Premi e impressioni dal Torino Film Festival 2014
Si è conclusa il 29 novembre la 32° edizione del Torino Film Festival. I festival del cinema si sa, costituiscono nella maggior parte dei casi un tour de force massacrante che spinge appassionati, cinefili e giornalisti a saltare da una sala all’altra con una media impressionante di cinque, o più film al giorno.
Dopo dodici film per 1.167 minuti totali di visione in tre giorni e mezzo, esprimere opinioni singolari non è sempre facile e trovare un filo conduttore che lega i film è pressoché impossibile, per le diverse tematiche, gli stili e le sezioni di appartenenza.
Tuttavia, sembra che il filo rosso della maggior parte dei titoli in circolazione, sia stato il citazionismo di topoi e stilemi di un cinema precedente. La sensazione che rimane è, però, quella di una ripresa sempre più simile al passato ma altrettanto incompleta; come se, il ricorso a materiali di generi classici e tematiche già viste e riviste non riesca ad andare oltre e creare qualcosa di davvero inedito.
Succede ad esempio nel crime story- dalle tinte nere The Drop di Michael R.Roskam che si muove nella direzione del noir anni quarante e di Drive di Nicholas Refn per le ambientazioni e per la costruzione del personaggio principale (Tom Hardly), in Wild di J.M Vallée che è in debito con i recenti biopic on the road quali Into the Wild e Tracks; in The Homesman, secondo lungometraggio diretto dall’attore Tommy Lee Jones, che scardina da dentro il genere classico del western in un’operazione analoga a quella dei fratelli Coen (Il grinta) e Tarantino (Django).

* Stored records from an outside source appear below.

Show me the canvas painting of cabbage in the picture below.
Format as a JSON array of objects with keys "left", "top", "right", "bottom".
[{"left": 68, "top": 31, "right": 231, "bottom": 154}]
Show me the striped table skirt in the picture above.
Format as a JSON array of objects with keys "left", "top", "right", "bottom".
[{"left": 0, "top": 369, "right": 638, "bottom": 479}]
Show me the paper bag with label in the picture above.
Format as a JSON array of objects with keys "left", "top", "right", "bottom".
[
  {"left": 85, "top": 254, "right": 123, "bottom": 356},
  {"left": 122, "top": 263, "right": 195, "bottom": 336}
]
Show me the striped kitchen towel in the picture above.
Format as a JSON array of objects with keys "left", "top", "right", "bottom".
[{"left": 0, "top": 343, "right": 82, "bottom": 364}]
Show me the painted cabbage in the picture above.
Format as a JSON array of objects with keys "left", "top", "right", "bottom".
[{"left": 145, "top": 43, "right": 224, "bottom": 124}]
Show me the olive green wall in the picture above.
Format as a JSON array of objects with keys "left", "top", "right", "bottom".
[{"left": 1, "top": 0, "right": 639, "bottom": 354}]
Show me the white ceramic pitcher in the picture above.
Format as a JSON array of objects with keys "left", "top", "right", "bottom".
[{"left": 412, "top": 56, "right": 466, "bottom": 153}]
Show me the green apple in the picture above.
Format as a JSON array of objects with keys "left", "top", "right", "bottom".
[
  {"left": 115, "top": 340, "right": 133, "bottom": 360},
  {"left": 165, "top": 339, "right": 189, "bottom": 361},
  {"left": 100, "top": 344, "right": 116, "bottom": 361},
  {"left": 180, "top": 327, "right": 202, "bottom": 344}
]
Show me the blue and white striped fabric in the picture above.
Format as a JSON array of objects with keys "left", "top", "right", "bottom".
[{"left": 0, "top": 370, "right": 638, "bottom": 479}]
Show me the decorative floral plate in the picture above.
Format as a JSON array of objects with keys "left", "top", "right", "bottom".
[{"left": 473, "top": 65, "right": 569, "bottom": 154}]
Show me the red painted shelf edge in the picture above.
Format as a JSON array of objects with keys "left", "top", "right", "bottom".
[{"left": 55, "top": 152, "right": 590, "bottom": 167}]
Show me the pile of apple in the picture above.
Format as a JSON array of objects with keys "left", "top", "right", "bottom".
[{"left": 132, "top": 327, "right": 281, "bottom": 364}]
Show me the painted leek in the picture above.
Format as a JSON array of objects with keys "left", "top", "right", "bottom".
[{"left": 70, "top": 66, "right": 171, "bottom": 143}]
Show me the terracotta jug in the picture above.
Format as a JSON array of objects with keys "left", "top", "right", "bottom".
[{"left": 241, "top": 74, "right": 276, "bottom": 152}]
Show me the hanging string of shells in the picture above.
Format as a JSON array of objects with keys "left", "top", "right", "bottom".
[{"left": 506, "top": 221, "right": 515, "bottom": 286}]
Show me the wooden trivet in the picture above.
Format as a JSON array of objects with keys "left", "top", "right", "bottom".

Brillano invece di luce propria i documentari, uno per tutti il lirico 20,000 Days on Earth, sulla vita di Nick Cave non solo perché si sta parlando di un personaggio già sfrontatamente cinematografico, ma soprattutto per la capacità dei due registi, Ian Forsyth e Jane Pollard, di trasformare in immagine la filosofia musicale e il procedimento creativo dell’artista.
Sul fronte italiano degno di nota è stato Luoghi comuni di Mario Gomes e Marco Ugolini che ritrae nel suo quotidiano il filosofo italiano Paolo Virno, attivista politico durante il periodo delle brigate rosse.
A parte le impressioni e i commenti strettamente personali è giunto il momento di annunciare la lunga lista di premi che sono stati assegnati dalle diverse giurie durante questa 32° edizione.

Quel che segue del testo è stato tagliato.